The way we perceive ourselves and the world around us is integral to how we approach concepts like ownership and personal property. If we shift from the prevailing notion of a discrete self that is defined by what we own, to that of an interconnected, porous being, then we might recognise that we are constantly changing as a result of the interactions and experiences we have. For instance, reading a good book can make an intangible, but undeniable, imprint on our life. However, buying this book and stashing it on a bookshelf is unlikely to be of much further use. Although we might occasionally reread it, or lend it to a friend, it is more likely that the book, as with numerous other possessions in our homes, will quickly cease to catch our attention, simply fading into the background.
The more I delve into the Simplicity Movement, the more I feel the weight of accumulated, but unused, possessions on my life. Ownership is a two way relationship, where everything I own also owns me. The maintenance and guarding of these possessions places a definite demand on my life.
This is not to deny the useful place some material possessions have in our life. What we do need to do though, is to carefully consider the true cost of each item before purchasing it. Everything has a price, both to the planet and us. A rapidly increasing global population coupled with increasing levels of consumption means we cannot continue buying things indiscriminately.
More and more of our planet is being destroyed to make stuff for humans. Yet we rarely consider the true costs of all the possessions we own. Take the ubiquitous book for example. Although books are useful receptacles of knowledge and entertainment, they are made from trees, the very thing that also produces the life giving oxygen we all need to survive. Additionally papermaking uses toxic chemicals, such as chlorine. These chemicals, when disposed of, go on to pollute our ground and waterways.
We are now polluting the air we breathe, the ground we use to grow our food and the water we drink on a global scale. So it is crucial that we consider whether we really need all these possessions to live well. Knowing that the earth has limited resources and a delicately balanced ecosystem, we need to decide what is more important: accumulating personal possessions: or the survival and wellbeing of humans and countless other species.

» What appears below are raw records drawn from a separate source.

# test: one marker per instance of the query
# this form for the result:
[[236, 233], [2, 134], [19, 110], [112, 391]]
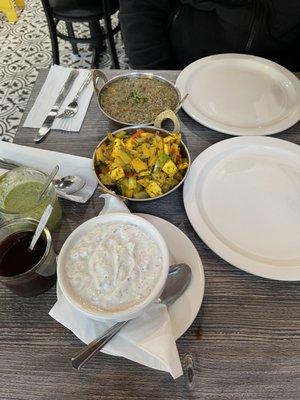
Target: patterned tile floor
[[25, 49]]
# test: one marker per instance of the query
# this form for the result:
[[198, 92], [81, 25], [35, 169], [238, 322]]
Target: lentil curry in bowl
[[135, 98]]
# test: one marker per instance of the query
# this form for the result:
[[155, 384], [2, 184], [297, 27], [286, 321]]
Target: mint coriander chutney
[[19, 196], [23, 197]]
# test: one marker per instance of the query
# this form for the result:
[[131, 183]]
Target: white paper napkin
[[48, 94], [45, 160], [147, 339]]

I am not suggesting that we stop buying things full stop, or that we feel guilty about our purchases. What I am suggesting is that we consider if we truly need to individually own all the things marketers would have us buy. One option is to have more community owned items. A perfect example of this is the public library where collective ownership means that everyone can access thousands of books for free. Toy libraries, tool sheds, bike and car sharing schemes are just a few of the other great sharing initiatives that are cropping up all over the world.

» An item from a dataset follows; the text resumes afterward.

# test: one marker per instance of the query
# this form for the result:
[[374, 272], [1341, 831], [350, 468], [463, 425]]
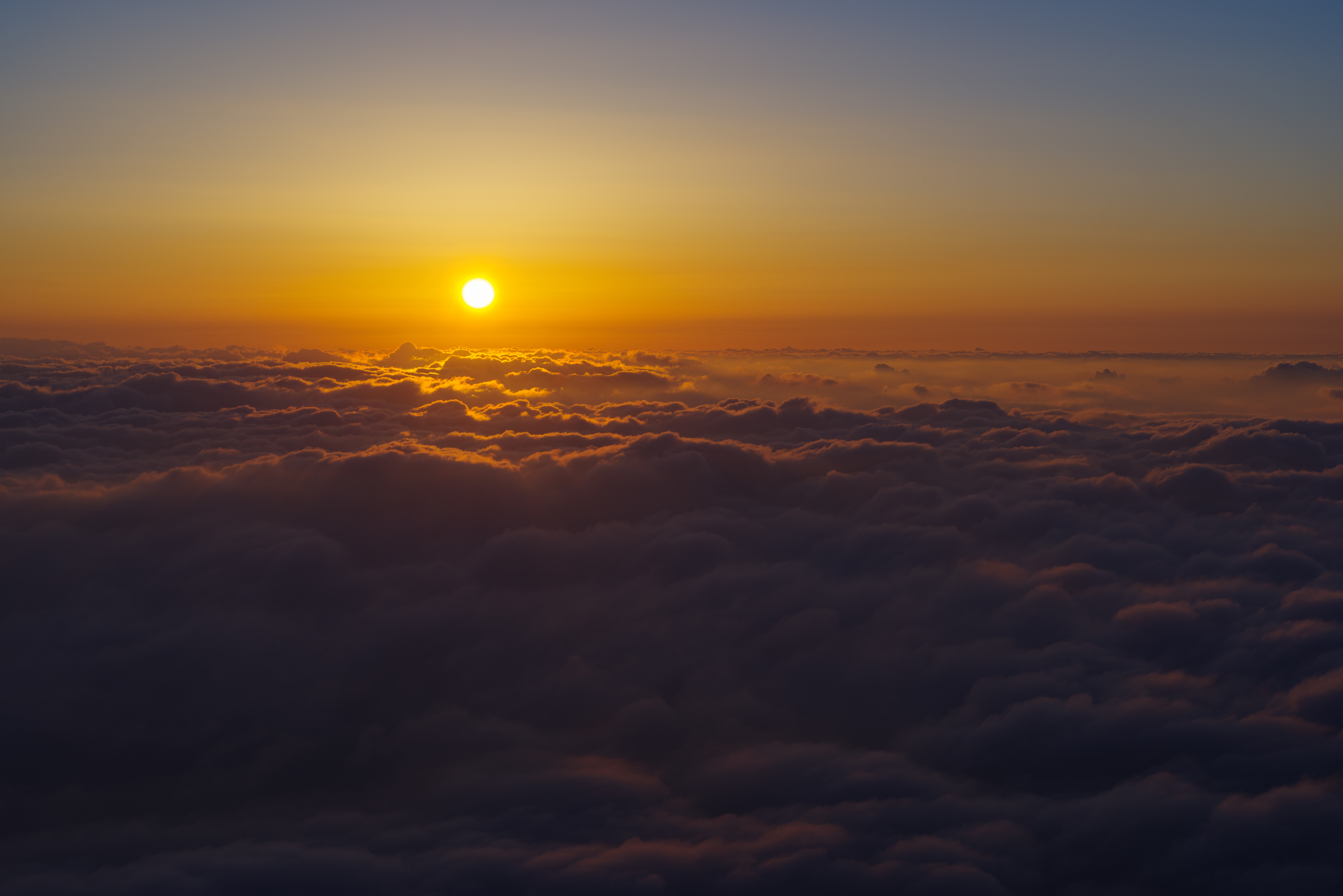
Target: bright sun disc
[[479, 293]]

We need to cultivate a way of living that does not have the impetus to individually possess things. So this Christmas (or birthday or any other holiday where giving of presents is a major aspect) why not gift loved ones with your time? Go out and do something enjoyable with them instead of giving a material present. It might not seem like much, but it does disrupt the notion that material possessions are the best way to add value to life. In fact it can be a very difficult thing to do in a society where giving of stuff is so engrained. Yet, every time we do go against this conditioning, we are creating a shift towards a way of living that is more in keeping with the limits of this planet and, I dare say, towards a more fulfilling life.
- The Planetary Boundaries concept is one way in which scientists are trying to monitor the extent to which we are affecting the planet, and to determine the limits we need to honour to ensure our current human-friendly planetary system is maintained.
- Story of Stuff is a great short video on the effects of overconsumption.
- Shareable is great starting point for finding more about sharing initiatives that cropping up around the world.
- For South Aussies ShareNSave is a good tool to find local sharing initiatives.